When cooking genuine meals, it’s essential to have the suitable elements obtainable to get one of the best flavours. Through the years, I’ve set to work with a few of the high ex-pat cooks from Malaysia, Singapore, China and Thailand. They helped me join with one of the best distributors who import high-quality elements and unique greens like Thai lotus stem, mushrooms, tuna, salmon, lamb chops and so on. from South East Asia. At Zega, the standard and freshness of elements are a high precedence to make sure our dishes have a scrumptious style.
How simple or troublesome it’s to know the Indian palate and flavours?
Since my roots belong to the nation and I’ve labored right here, I perceive all concerning the Indian Palate. Throughout my research in Kolkata, I understood this intently, as I used to be within the birthplace of Indian Chinese language. We Indians could be the harshest critics or the best individuals to win over, its all about balancing these flavours. Whereas a couple of cuisines like Korean must be tone down on spice and pungent flavours, others just like the Chinese language must be tweaked up on the spice degree to cater to the Asian Delicacies cravings of our inhabitants. So after I create my recipe, I do know that the recipe must fulfill each inch of the Indian Style Buds.
What does it take to maintain the competitors?
The restaurant enterprise has cutthroat competitors, with newbies coming into the market often, which implies we have to discover new methods to lift the bar. I attempt to up my sport by following quite a lot of Worldwide cooks, in search of inspiration from their work and looking over food-related content material on Social Media, which has turn into the brand new age encyclopedia for many people.
As a restaurant, I imagine to thrive on this aggressive panorama it’s key to undertake revolutionary methods, keep consistency, know the competitors, value it proper, replace the menu choices as per market developments, and navigate together with the altering model. For instance, the rise of Ok-pop and Ok-Drama followers throughout city has led to the fan following of Korean meals. Holding this in thoughts, we at Zega are quickly launching one thing thrilling for all of the Ok-Followers in Hyderabad.
What’s that one meals reminiscence that actually makes you nostalgic?

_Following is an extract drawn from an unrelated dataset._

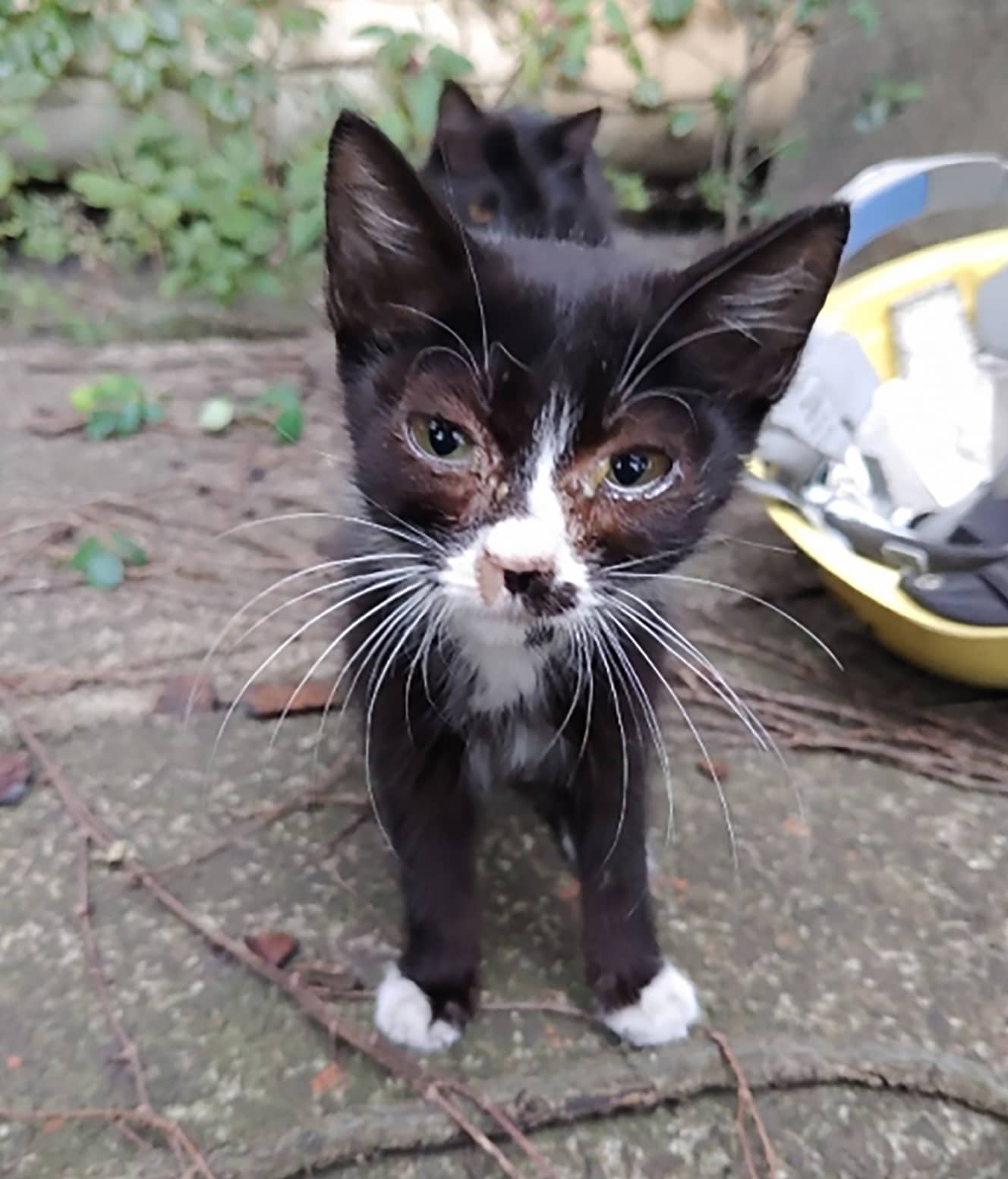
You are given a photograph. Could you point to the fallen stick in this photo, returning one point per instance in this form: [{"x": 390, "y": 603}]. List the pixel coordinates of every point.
[{"x": 430, "y": 1085}]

The time when my spouse cooks up my all-time favourites – the bamboo shoot and pork, the Chow Satui Leih (Soupy noodles with pork or beef broth), and Sanpiau (Rice porridge/Rice Congee) accompanied with some spicy dips constituted of grounded hen eye chilli, contemporary garlic and shallots. It evokes nostalgia and makes me wish to return in time to alleviate the candy recollections of me devouring these whereas my mother freshly ready and served them to us with all her love.